Dans le parcours naturel de l’exposition, le passage qui emprunte l’ouverture de la porte de l’ancienne charpente du bâtiment nous conduit vers l’autre côté de l’écran, dans cet espace que nous percevions depuis le banc, comme de l’extérieur. La cloison perforée délimite un couloir dans lequel on peut circuler et s’asseoir, au bout, sur la version « une place » du banc de la projection. C’est en passant dans cet envers du décor que l’on découvre un deuxième temps de l’installation. 

Une caméra en mouvement arpente le bas du mur perforé. Il s’agit du même dispositif de caméra sur rail développé dans le projet Résidence LCB. En mouvement (travelling latéral), la caméra filme au ras du sol à travers les trous des panneaux l’espace devant elle, notamment les miroirs alignés sur le mur du fond. L’image captée, dont l’effet stroboscopique est dû au passage de l’objectif en déplacement devant les trous, est diffusée directement dans un moniteur déposé au sol à côté d’elle; on y voit les pieds des visiteurs, puis le banc, puis également le reflet dans les miroirs dans lequel le banc et les pieds des visiteurs apparaissent une deuxième fois, cette fois-ci au côté des rottweilers qui figurent dans la réflexion de la projection. Comme nous nous retrouvons de ce côté de l’écran ajouré, « derrière » la projection translucide, l’image de notre silhouette réfléchie dans les miroirs s’y mélange également. 

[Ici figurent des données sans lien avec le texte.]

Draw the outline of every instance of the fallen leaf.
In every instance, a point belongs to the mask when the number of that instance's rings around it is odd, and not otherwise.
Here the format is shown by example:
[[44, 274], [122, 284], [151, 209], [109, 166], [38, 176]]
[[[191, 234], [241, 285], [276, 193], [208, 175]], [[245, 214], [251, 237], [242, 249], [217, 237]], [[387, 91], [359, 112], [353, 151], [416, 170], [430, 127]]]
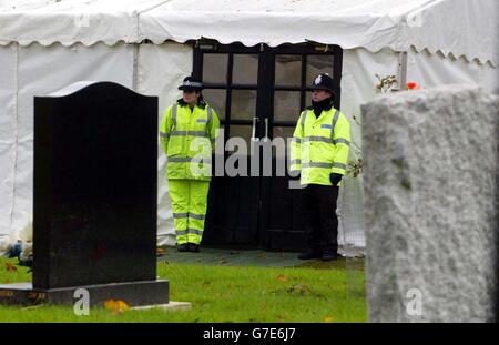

La caméra, en filmant à travers l’écran les miroirs au bout de la salle, se trouve à rassembler dans une même réalité virtuelle toutes ces couches d’images et de temps. La superposition de l’image vidéo sur l’écran perforé se mélange à l’espace réel qui se trouve de l’autre côté du mur et que l’on regarde à l’instant sur le moniteur. Par un jeu de miroirs et de parallaxes avec la caméra, la superposition des images projetées, réelles et réfléchies engage notre expérience de l’espace et de la présence dans un rapport complexe, partant du souvenir de notre présence dans l’autre espace, contemplative, qui bascule dans un état d’immersion, une sensation accrue d’être dans un lieu.